We have ton of inputs for designer of all hues to work with. Little details are not little. We have to provide sustenance on several levels. We have to value patients’ rights, prioritize change and be forthcoming with patient alternatives. We have to treat one another as humans not doctor and patients. Rather than practicing what our medical training has trained us, we need to focus not on disease centered care but patient centered / human-centered model of care. Allopathic reductionism which most of us are trained in manages and treats chronic diseases, but does not look for a cause or cure.

Have your say  

While we don’t take vows within our doctor-patient relationships, they are still significant partnerships—in sickness and in health. As you evaluate your relationship with your current doctor, pay attention to the fact that your opinions are welcome and that their ego is not getting in the way. Make sure your alternative treatments are being addressed. Find someone more engaging and draw the line if your personalities don’t mesh. Ordering tests without an explanation can be an acceptable answer from a parent to a child, but not from a doctor to a patient. Until we are able to shift the focus from patient satisfaction to patient safety, healthcare workers will continue to rearrange deck chairs on the Titanic.  

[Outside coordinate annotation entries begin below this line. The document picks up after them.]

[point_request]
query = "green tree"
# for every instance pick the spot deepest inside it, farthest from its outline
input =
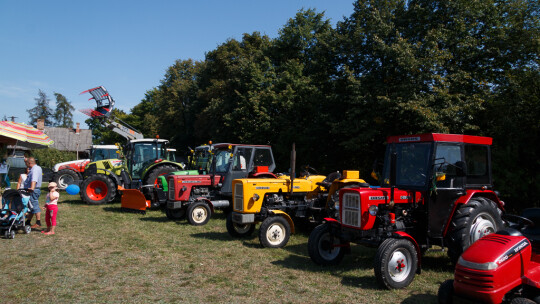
(64, 112)
(42, 110)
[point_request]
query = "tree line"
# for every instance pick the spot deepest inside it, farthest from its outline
(391, 67)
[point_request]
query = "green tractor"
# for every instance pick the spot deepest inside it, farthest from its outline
(137, 170)
(199, 162)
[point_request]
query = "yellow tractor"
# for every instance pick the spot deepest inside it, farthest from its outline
(275, 202)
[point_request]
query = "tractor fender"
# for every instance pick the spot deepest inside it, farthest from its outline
(286, 216)
(405, 235)
(161, 163)
(464, 199)
(207, 201)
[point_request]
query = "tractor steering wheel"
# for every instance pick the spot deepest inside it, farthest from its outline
(519, 221)
(309, 170)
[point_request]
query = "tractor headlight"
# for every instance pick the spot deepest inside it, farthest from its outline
(373, 209)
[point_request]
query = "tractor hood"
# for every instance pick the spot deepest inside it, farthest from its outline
(492, 251)
(81, 163)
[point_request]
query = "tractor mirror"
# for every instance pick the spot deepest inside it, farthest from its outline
(393, 168)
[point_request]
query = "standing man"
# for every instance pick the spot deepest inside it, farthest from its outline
(33, 183)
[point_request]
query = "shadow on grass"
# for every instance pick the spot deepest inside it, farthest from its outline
(304, 263)
(215, 236)
(420, 298)
(73, 202)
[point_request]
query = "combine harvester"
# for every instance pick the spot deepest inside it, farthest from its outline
(135, 173)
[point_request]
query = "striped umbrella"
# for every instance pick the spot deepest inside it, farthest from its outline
(23, 132)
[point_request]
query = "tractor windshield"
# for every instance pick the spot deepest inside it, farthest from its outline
(101, 154)
(412, 165)
(142, 155)
(201, 160)
(223, 158)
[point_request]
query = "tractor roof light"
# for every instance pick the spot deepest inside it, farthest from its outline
(373, 209)
(477, 266)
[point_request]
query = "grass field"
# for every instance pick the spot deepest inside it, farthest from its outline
(100, 254)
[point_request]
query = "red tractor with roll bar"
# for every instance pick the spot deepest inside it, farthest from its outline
(436, 189)
(503, 267)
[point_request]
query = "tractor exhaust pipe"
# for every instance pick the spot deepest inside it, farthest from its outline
(293, 166)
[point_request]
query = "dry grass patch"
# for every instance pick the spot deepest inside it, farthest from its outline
(103, 255)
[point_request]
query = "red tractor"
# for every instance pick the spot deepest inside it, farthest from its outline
(199, 195)
(436, 190)
(501, 267)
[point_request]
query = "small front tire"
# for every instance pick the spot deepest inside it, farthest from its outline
(274, 232)
(198, 214)
(27, 229)
(396, 262)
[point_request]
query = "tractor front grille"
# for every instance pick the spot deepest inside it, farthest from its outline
(239, 197)
(171, 189)
(351, 209)
(482, 280)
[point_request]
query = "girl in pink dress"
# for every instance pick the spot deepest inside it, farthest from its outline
(51, 208)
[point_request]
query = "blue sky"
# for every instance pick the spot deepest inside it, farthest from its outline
(126, 46)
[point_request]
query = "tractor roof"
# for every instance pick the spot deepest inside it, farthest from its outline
(438, 137)
(148, 140)
(223, 145)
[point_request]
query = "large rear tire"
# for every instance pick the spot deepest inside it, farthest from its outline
(396, 262)
(239, 230)
(479, 217)
(65, 177)
(98, 189)
(321, 246)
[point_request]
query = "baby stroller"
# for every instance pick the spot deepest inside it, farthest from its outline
(12, 214)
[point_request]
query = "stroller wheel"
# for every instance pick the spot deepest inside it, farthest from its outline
(10, 234)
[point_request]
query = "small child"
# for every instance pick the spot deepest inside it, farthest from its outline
(51, 208)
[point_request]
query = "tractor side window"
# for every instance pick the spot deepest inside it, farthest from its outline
(262, 157)
(242, 159)
(477, 158)
(448, 162)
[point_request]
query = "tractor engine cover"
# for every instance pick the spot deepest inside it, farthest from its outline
(491, 267)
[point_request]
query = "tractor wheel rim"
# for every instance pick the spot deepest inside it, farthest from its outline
(241, 228)
(199, 214)
(97, 190)
(275, 234)
(399, 265)
(482, 225)
(65, 180)
(326, 248)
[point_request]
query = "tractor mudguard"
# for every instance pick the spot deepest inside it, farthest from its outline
(286, 216)
(133, 199)
(464, 199)
(207, 201)
(404, 235)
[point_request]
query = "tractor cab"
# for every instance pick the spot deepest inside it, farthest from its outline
(141, 153)
(442, 167)
(238, 161)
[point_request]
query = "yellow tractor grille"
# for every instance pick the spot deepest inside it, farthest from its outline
(238, 197)
(351, 209)
(171, 189)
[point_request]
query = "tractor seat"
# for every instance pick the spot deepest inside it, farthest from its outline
(327, 182)
(532, 233)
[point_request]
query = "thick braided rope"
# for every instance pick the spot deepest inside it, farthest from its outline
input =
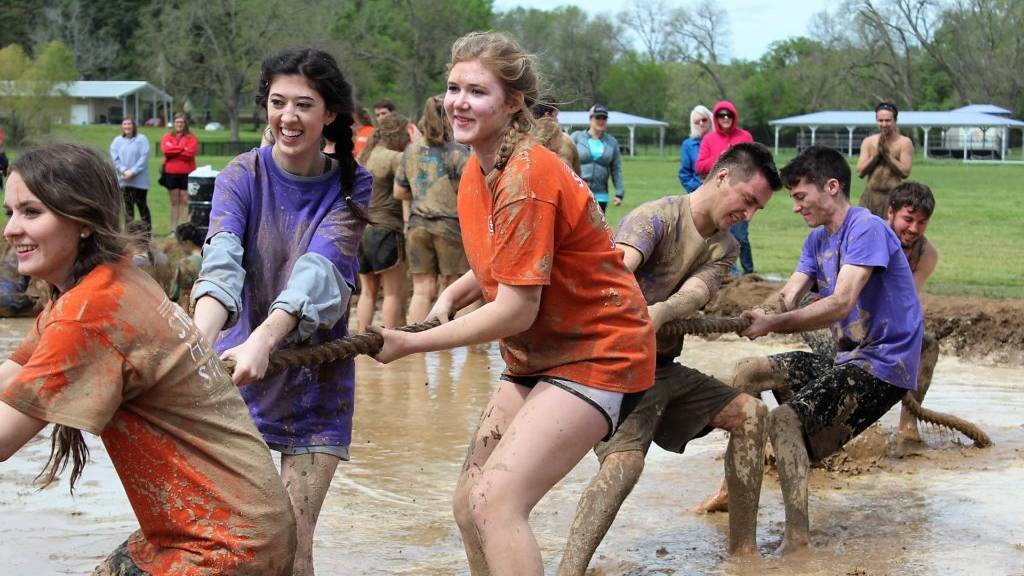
(370, 342)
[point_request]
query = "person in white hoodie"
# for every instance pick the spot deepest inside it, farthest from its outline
(130, 154)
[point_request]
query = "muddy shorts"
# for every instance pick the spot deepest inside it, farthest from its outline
(434, 246)
(119, 563)
(678, 409)
(834, 403)
(380, 249)
(614, 406)
(340, 451)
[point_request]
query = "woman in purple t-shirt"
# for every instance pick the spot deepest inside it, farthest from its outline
(279, 268)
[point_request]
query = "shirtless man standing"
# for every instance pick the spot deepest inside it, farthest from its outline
(885, 160)
(680, 249)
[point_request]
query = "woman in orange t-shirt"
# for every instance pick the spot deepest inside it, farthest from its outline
(571, 322)
(113, 356)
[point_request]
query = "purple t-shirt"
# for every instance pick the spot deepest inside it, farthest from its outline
(279, 217)
(883, 332)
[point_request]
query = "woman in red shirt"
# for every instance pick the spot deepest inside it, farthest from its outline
(571, 323)
(179, 148)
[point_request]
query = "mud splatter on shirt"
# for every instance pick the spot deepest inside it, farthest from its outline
(883, 332)
(279, 217)
(116, 358)
(664, 232)
(538, 224)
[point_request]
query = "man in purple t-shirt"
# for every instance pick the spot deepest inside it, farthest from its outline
(868, 301)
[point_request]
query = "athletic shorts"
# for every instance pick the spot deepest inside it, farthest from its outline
(834, 403)
(175, 181)
(678, 409)
(614, 406)
(119, 563)
(339, 451)
(380, 250)
(435, 247)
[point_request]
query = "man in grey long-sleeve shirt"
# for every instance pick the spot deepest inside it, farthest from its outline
(130, 154)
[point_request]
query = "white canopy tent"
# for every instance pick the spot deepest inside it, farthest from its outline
(582, 119)
(924, 120)
(90, 97)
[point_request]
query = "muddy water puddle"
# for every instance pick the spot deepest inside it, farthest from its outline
(948, 509)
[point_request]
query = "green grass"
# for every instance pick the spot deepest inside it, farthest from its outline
(978, 224)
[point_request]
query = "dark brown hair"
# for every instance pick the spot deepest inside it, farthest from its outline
(79, 183)
(323, 73)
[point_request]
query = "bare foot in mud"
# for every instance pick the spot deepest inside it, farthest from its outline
(793, 546)
(718, 502)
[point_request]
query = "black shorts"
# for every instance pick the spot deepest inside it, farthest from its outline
(174, 181)
(119, 563)
(834, 403)
(380, 249)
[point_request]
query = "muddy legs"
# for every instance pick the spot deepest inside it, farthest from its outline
(794, 463)
(306, 479)
(597, 508)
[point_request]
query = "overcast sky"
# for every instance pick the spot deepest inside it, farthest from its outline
(755, 24)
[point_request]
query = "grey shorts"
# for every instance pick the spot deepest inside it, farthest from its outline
(834, 403)
(678, 409)
(119, 563)
(339, 451)
(614, 406)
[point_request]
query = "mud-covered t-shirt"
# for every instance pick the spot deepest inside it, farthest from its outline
(538, 224)
(431, 173)
(115, 357)
(883, 332)
(664, 232)
(385, 209)
(280, 217)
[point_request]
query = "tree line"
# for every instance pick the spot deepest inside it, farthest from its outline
(653, 58)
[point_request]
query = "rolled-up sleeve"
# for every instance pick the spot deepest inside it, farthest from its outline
(222, 276)
(316, 294)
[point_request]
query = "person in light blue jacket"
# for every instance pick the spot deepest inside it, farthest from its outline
(699, 125)
(130, 154)
(599, 157)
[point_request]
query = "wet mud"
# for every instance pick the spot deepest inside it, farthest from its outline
(945, 508)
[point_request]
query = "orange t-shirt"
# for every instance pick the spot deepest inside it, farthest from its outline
(360, 138)
(539, 225)
(115, 357)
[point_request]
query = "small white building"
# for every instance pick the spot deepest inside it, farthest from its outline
(104, 101)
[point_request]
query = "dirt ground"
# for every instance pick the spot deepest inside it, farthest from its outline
(983, 330)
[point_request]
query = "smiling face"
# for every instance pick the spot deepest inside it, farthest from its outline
(886, 121)
(46, 243)
(814, 204)
(909, 224)
(296, 114)
(725, 119)
(477, 107)
(736, 201)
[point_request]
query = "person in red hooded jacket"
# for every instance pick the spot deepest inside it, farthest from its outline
(727, 132)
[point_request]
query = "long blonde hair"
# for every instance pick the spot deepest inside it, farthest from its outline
(514, 69)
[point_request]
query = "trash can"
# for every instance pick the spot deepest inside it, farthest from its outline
(201, 196)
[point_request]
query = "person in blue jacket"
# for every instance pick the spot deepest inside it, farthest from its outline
(699, 125)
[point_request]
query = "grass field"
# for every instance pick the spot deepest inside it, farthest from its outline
(978, 224)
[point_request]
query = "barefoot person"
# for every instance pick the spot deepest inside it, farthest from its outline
(572, 325)
(279, 266)
(868, 300)
(885, 160)
(111, 355)
(680, 249)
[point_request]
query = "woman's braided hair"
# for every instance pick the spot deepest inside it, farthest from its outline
(323, 73)
(517, 72)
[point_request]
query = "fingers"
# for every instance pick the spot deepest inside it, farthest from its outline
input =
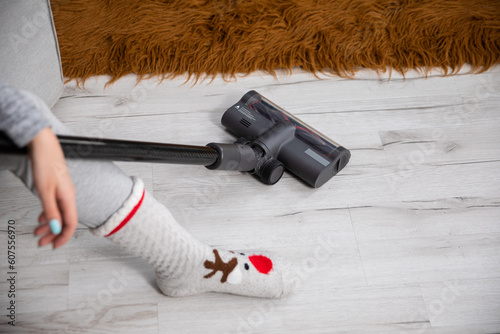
(68, 209)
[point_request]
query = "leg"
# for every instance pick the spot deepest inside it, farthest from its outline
(139, 224)
(101, 187)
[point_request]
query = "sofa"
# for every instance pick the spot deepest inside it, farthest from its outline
(29, 52)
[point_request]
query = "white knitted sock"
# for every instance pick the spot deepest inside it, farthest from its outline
(185, 266)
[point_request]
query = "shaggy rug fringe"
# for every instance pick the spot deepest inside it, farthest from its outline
(207, 38)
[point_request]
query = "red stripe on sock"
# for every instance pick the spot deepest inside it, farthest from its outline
(129, 216)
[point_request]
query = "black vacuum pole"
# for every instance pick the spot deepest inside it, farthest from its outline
(123, 150)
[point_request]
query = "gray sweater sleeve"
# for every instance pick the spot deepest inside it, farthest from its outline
(19, 118)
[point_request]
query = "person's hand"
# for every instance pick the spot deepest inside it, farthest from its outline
(55, 189)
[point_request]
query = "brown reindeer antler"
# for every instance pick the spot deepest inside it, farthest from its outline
(219, 265)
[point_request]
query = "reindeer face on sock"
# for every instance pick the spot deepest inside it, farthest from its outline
(232, 271)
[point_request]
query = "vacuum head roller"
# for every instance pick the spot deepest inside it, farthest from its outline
(270, 141)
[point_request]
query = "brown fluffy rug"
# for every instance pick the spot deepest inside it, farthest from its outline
(210, 37)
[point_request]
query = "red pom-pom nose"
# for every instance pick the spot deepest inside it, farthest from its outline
(262, 263)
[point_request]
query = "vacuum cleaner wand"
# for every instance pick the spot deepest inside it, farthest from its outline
(270, 141)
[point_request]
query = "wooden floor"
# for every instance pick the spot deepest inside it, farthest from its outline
(406, 239)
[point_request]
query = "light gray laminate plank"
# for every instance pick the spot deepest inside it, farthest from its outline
(132, 318)
(318, 310)
(418, 260)
(465, 143)
(474, 304)
(37, 289)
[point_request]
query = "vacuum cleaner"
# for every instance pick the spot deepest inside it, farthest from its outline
(270, 141)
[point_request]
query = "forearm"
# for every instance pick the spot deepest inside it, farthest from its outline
(19, 118)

Many of us—I’m holding a giant mirror up to members of my own profession—have a bothersome tendency to present our perspectives like a male turkey displaying his snood: arrogant, swaggering, self-important. Given our overstuffed education, some propensity for hubris is perhaps understandable (albeit no less forgivable). But a few labor so hard, so intensively and for so long to acquire vast stores of specialized knowledge and experience. Like most, I employ that expertise daily to generate a stream of considered opinions in the process of plotting the best care for my patients.

I am not trying to elicit sympathy. My scribbling serves instead as an admonition to all of us, doctors and non-doctors alike, to be circumspect in our opinions and to employ care in our delivery, to be perpetually open to correction and dissent and to be humble, above all.